Kobieta z córką wróciły w końcu do domu. Kolejne testy pokazały, że pani Katarzyna nie ma koronawirusa. Z kolei wyniki Małgosi nadal pokazują, że dziewczynka wciąż jest zakażona. We wtorek przyszedł kolejny wynik, znowu pozytywny.
- To już chyba siódmy wynik córki - mówi jej mama. - Dziś zaczynamy 50. dzień kwarantanny. Mnie już nie badają, ale córkę średnio co tydzień. Sanepid bardzo nam pomaga i często robi testy, ale niestety nie mogą nic zrobić, bo takie są procedury w Polsce - dodaje.
Pani Katarzyna mówi, że 10-latka źle to znosi.
- Ostatnio pojawił się u nas na ulicy taki lekarz-klaun, żeby rozbawić dziecko. Wtedy, pierwszy raz od siedmiu tygodni, pojawił się na jej buzi uśmiech - opowiada mama dziewczynki. - Córka odcięła się nawet od rozmów telefonicznych z koleżankami, każda informacja o spędzaniu wakacji przez koleżanki jest dla niej bardzo raniąca – dodaje kobieta.
Dopiero dwa negatywne wyniki testu pozwolą Małgosi wyjść z domu.
- Jest smutno - mówi dziewczynka. - Nie mogę się z koleżankami i z kolegami widzieć, robię jakieś fryzury, oglądam telewizję - dodaje.
Sanepid działa zgodnie z procedurami
Pani Katarzyna powołuje się na zaktualizowane w maju wytyczne Światowej Organizacji Zdrowia (WHO), które mówią między innymi o tym, że można zwolnić osobę z izolacji bez ponownego badania po 10 dniach od ustąpienia objawów i co najmniej trzech dodatkowych dniach bez objawów.

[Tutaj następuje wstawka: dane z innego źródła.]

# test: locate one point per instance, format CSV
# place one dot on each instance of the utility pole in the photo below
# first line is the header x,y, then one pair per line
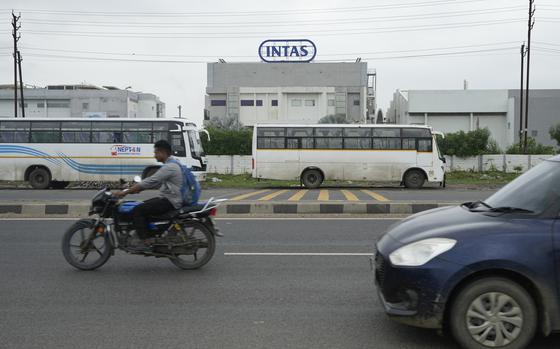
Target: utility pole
x,y
21,87
530,25
16,36
523,52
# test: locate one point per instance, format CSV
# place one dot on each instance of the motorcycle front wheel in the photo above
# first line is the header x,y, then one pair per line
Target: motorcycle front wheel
x,y
85,248
202,246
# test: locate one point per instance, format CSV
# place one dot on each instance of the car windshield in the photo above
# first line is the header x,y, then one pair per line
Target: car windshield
x,y
536,190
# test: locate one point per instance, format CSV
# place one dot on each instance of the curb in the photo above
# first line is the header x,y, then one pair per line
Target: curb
x,y
81,209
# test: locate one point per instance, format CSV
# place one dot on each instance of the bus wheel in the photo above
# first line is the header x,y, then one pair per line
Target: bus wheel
x,y
414,179
40,178
59,184
312,179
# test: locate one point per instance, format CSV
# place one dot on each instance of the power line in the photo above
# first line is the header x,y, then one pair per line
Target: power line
x,y
282,23
250,56
252,13
200,61
334,32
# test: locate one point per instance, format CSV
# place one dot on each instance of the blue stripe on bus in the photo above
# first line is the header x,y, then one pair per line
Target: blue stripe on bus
x,y
80,167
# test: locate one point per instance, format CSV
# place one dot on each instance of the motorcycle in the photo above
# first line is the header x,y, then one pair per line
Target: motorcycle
x,y
186,236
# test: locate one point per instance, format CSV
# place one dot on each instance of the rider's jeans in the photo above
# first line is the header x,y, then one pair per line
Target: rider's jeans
x,y
148,208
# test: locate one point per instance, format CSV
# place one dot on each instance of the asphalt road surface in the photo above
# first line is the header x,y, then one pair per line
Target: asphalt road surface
x,y
274,194
236,301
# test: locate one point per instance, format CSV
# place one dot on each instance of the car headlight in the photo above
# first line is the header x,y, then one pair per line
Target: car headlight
x,y
421,252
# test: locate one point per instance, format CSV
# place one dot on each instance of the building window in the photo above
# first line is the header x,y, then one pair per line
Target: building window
x,y
247,102
218,103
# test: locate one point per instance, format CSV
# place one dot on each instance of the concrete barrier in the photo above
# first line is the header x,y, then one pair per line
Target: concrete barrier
x,y
81,209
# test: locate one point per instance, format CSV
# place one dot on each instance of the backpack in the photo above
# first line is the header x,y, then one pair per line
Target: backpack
x,y
190,189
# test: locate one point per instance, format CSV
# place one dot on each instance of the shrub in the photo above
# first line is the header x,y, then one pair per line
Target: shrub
x,y
465,144
532,148
227,141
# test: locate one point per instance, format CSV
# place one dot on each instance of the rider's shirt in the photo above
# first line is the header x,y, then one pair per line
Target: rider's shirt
x,y
169,179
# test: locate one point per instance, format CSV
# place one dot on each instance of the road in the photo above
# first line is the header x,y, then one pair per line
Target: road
x,y
277,194
233,302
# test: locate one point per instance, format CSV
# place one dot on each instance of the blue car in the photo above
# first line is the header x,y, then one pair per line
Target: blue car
x,y
488,272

- Wytyczne WHO, jak sama nazwa wskazuje, są wskazówkami, rekomendacjami, nie jest to akt prawny, który wiąże władze danego państwa do określonego postępowania - tłumaczy Olga Radkiewicz, rzecznik prasowy Wojewódzkiej Stacji Sanitarno-Epidemiologicznej w Bydgoszczy.
Dodaje, że na podstawie tych wytycznych opracowuje się własne procedury wewnętrzne, którymi kierują się konkretne instytucje. - Na chwilę obecną procedury są takie, że osobę można zwolnić z kwarantanny po uzyskaniu przez nią dwukrotnego ujemnego wyniku - mówi Radkiewicz.
Jak informuje rzeczniczka, 10-latka jest w kwarantannie od 10 lipca, a po uzyskaniu informacji o wyniku dodatnim przebywa w izolacji domowej. - Testy, które są zlecane regularnie co siedem dni, cały czas dają wynik dodatni - tłumaczy Radkiewicz.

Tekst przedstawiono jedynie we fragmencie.